This study analyzes the spectral properties of solar photospheric bright points using high-resolution data, computes semi-empirical atmospheric models revealing temperature enhancements, and estimates their energy contribution and magnetic flux, suggesting PBPs significantly heat plage atmospheres.

Contribution

First to compute non-LTE semi-empirical models for PBPs based on spectral data, revealing temperature enhancements and magnetic flux estimates.

Findings

Temperature increase of 200-500 K in PBPs' lower photosphere.

Estimated radiative energy of PBPs is 1-2 x 10^{27} ergs.

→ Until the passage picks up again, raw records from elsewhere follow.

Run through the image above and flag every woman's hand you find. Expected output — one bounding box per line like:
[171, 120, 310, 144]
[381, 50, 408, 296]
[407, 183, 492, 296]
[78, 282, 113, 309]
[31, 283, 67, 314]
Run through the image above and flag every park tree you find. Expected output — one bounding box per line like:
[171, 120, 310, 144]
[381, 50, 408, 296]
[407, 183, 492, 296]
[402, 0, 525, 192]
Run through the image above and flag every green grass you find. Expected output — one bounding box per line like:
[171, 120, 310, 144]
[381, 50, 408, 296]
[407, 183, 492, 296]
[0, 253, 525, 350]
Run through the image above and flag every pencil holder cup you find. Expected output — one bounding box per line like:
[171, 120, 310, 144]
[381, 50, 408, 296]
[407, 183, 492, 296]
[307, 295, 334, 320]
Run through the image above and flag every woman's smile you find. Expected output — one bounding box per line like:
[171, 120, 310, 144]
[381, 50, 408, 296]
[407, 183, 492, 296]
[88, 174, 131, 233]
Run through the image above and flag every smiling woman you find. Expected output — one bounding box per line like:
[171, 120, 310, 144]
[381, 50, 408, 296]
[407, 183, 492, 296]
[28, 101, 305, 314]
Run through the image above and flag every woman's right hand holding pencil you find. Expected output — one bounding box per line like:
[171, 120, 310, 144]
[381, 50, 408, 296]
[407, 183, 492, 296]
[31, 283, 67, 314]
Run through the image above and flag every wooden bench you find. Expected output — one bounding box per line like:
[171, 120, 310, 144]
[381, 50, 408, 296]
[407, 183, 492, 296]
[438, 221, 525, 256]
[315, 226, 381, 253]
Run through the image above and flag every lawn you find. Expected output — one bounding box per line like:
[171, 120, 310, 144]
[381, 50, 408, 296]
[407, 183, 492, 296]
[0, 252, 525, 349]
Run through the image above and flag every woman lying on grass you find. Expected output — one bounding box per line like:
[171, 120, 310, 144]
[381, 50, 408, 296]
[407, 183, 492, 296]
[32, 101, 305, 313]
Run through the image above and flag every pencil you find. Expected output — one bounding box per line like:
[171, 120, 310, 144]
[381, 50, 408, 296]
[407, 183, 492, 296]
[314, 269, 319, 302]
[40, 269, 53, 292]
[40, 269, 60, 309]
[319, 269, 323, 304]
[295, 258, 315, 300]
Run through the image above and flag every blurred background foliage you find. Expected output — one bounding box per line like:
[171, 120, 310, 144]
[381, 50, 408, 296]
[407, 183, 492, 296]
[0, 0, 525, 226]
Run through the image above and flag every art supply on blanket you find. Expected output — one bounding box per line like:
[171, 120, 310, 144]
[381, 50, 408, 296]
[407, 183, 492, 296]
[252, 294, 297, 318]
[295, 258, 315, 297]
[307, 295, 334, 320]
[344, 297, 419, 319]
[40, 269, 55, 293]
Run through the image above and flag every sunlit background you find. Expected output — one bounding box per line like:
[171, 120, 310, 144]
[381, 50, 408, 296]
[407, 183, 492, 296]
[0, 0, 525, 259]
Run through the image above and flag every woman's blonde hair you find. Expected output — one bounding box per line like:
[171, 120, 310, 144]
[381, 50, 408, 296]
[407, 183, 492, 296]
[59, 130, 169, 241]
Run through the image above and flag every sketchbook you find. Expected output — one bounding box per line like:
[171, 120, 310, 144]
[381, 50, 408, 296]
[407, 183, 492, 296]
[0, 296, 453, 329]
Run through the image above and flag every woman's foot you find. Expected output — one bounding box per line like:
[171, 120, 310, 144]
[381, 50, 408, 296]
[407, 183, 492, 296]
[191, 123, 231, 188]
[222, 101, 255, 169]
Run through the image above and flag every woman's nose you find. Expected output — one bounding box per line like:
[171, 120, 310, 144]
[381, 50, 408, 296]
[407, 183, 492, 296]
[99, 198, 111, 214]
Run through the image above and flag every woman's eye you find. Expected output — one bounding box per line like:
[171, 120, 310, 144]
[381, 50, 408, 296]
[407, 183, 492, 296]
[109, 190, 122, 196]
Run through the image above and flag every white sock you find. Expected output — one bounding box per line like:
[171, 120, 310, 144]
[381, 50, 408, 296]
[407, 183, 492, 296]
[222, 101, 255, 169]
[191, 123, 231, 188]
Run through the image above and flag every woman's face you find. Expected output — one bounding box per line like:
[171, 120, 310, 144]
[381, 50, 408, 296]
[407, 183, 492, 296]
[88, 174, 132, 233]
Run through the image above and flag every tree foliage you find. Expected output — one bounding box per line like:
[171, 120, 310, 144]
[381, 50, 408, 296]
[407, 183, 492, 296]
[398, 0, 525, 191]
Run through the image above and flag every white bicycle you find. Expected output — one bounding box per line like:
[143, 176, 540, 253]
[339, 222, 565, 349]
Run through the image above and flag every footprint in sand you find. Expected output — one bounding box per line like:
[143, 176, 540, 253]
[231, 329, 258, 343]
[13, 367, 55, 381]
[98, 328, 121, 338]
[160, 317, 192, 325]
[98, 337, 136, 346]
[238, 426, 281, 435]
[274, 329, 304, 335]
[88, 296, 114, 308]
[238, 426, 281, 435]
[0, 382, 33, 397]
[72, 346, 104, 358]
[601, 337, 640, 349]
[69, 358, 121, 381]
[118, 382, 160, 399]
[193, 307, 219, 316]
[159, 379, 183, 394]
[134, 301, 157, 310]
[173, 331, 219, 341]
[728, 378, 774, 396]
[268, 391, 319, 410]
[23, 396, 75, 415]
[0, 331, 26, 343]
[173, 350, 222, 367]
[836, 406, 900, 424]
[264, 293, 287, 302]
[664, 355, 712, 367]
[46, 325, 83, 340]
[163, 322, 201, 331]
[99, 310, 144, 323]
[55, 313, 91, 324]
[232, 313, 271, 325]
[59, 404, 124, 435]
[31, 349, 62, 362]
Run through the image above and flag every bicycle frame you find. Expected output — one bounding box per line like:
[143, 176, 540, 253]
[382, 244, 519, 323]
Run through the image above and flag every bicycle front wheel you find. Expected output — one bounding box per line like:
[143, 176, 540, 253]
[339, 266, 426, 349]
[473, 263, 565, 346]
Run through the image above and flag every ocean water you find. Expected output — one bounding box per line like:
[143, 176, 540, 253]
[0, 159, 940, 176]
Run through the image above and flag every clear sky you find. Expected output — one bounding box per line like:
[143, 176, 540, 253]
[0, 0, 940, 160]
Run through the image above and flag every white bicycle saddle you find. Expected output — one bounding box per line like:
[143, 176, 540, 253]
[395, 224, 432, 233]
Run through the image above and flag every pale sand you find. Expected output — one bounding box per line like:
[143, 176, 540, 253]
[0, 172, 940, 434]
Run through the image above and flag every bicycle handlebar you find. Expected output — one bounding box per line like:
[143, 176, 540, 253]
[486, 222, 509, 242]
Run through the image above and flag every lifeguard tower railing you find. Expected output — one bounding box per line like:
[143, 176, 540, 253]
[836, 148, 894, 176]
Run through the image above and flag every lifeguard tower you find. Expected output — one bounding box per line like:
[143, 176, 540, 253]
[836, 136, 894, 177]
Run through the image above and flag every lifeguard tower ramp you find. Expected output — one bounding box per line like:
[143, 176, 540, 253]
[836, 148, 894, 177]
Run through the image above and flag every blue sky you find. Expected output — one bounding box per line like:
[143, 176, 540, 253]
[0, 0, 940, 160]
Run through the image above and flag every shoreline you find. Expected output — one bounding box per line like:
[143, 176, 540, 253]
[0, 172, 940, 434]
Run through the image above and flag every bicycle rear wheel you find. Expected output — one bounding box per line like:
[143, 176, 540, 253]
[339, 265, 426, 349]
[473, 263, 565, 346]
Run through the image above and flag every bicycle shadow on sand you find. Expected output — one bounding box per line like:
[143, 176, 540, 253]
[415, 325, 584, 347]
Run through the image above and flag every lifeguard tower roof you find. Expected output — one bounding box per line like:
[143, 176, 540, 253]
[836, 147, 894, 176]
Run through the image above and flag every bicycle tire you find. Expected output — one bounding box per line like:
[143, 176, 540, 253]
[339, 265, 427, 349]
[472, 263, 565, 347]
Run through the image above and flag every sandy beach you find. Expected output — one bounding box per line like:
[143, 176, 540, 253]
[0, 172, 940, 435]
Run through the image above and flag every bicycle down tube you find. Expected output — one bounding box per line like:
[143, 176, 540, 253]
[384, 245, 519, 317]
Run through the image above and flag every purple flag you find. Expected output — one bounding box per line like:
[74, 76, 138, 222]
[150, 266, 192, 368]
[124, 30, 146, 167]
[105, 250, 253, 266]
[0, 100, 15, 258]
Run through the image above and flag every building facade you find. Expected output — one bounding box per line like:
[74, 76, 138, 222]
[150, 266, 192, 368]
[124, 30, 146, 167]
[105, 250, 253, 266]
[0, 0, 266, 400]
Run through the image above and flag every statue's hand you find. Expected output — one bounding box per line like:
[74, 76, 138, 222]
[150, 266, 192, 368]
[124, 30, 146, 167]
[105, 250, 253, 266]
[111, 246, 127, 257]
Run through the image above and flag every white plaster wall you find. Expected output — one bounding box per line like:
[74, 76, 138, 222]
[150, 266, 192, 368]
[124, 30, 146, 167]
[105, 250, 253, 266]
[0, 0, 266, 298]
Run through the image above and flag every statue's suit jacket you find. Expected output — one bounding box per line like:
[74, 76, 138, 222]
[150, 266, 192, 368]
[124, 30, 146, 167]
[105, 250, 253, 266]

Magnetic flux density in PBPs peaks around one kilo-Gauss.

Abstract

By use of the high-resolution spectral data and the broadband imaging obtained with the Goode Solar Telescope at the Big Bear Solar Observatory on 2013 June 6, the spectra of three typical photospheric bright points (PBPs) have been analyzed. Based on the H$\alpha$ and Ca II 8542 \AA line profiles, as well as the TiO continuum emission, for the first time, the non-LTE semi-empirical atmospheric models for the PBPs are computed. The attractive characteristic is the temperature enhancement in the lower photosphere. The temperature enhancement is about 200 -- 500 K at the same column mass density as in the atmospheric model of the quiet-Sun. The total excess radiative energy of a typical PBP is estimated to be 1$\times$10$^{27}$ - 2$\times$10$^{27}$ ergs, which can be regarded as the lower limit energy of the PBPs. The radiation flux in the visible continuum for the PBPs is about 5.5$\times$10$^{10}$ ergs cm$^{-2}$ s$^{-1}$. Our result also indicates that the temperature in the atmosphere above PBPs is close to that of a plage. It gives a clear evidence that PBPs may contribute significantly to the heating of the plage atmosphere. Using our semi-empirical atmospheric models, we estimate self-consistently the average magnetic flux density $B$ in the PBPs. It is shown that the maximum value is about one kilo-Gauss, and it decreases towards both higher and lower layers, reminding us of the structure of a flux tube between photospheric granules.